In 1987, Ronald Reagan challenged Russian leader Mikhail Gorbachev to “tear down this wall” during a June 1987 speech near the Berlin Wall.
German Chancellor Angela Merkel, who grew up in East Germany, marked the 30th anniversary of the fall of the Berlin Wall on Saturday by declaring that its collapse proves that barriers to freedom cannot stand.
“The Berlin Wall, ladies and gentlemen, is history, and it teaches us: No wall that keeps people out and restricts freedom is so high or so wide that it can’t be broken down,” she said at a memorial service in a small chapel near where the wall once stood.
“We want to ensure that no wall will separate people ever again. It proves that no wall is so high and so strong that we could not break it.”
Leaders of Germany, Poland, Hungary, Slovakia and the Czech Republic attended the ceremony at Bernauer Strasse – where one of the last parts of the Berlin Wall remains – before placing roses in openings in the once-formidable barrier that divided the city for 28 years.

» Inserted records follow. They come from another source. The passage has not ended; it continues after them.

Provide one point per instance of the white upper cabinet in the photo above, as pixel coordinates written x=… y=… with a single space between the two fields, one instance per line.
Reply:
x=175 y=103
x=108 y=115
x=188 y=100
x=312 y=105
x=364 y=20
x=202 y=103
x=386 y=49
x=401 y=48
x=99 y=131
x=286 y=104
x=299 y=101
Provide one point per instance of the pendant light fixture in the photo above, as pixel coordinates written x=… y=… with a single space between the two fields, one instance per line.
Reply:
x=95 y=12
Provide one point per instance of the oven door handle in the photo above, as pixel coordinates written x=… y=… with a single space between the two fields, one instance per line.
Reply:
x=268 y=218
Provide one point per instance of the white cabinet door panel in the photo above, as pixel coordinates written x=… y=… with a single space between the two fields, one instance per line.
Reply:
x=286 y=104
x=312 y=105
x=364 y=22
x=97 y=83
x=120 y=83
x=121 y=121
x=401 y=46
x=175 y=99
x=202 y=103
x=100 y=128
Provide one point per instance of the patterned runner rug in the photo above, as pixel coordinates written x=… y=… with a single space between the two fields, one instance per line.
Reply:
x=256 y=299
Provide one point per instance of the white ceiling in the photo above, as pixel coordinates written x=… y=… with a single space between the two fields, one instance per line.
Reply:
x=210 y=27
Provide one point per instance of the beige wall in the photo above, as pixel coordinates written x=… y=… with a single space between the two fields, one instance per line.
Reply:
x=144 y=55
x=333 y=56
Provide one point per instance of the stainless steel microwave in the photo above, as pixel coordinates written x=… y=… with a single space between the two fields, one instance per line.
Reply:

Italian President Sergio Mattarella said the collapse of the wall opened a new road of history for the entire continent and the world.
“A Europe without walls of division and without hatred is a great opportunity for the citizens to be masters of their own destiny,” he said, according to Deutsche Welle.

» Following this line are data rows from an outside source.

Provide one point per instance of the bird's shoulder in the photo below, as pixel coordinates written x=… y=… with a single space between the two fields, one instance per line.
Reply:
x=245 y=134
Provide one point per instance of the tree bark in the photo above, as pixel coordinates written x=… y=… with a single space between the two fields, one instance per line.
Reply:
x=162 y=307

Germany marked the wall’s demise with an event that would have been impossible in the once-divided city: a concert at the Brandenburg Gate.
Elsewhere in the German capital, soccer fans tore down a symbolic “Berlin Wall” erected across the middle of the field at Hertha Berlin’s Olympiastadion before a game against visiting Leipzig.
Berliners from either side of the once-divided city were able to stroll up to the iconic 18th-century monument to hear the Staatskapelle Orchestra perform Beethoven’s Fifth symphony under musical director Daniel Barenboim.
For almost 28 years after the wall went up to seal off East Germany from the West, the historic gate, and symbol of Berlin, remained tantalizing out of reach for West Berliners – a daily reminder of Soviet domination of the region after World War II.
The break in the barricade came on the evening of Nov. 9, 1989, as East German politicians, pressured by events sweeping Eastern Europe, could no longer hold back the tide in the divided city. Delirious Berliners from East and West cried tears of joy as they swarmed over and through the wall, hugging one another.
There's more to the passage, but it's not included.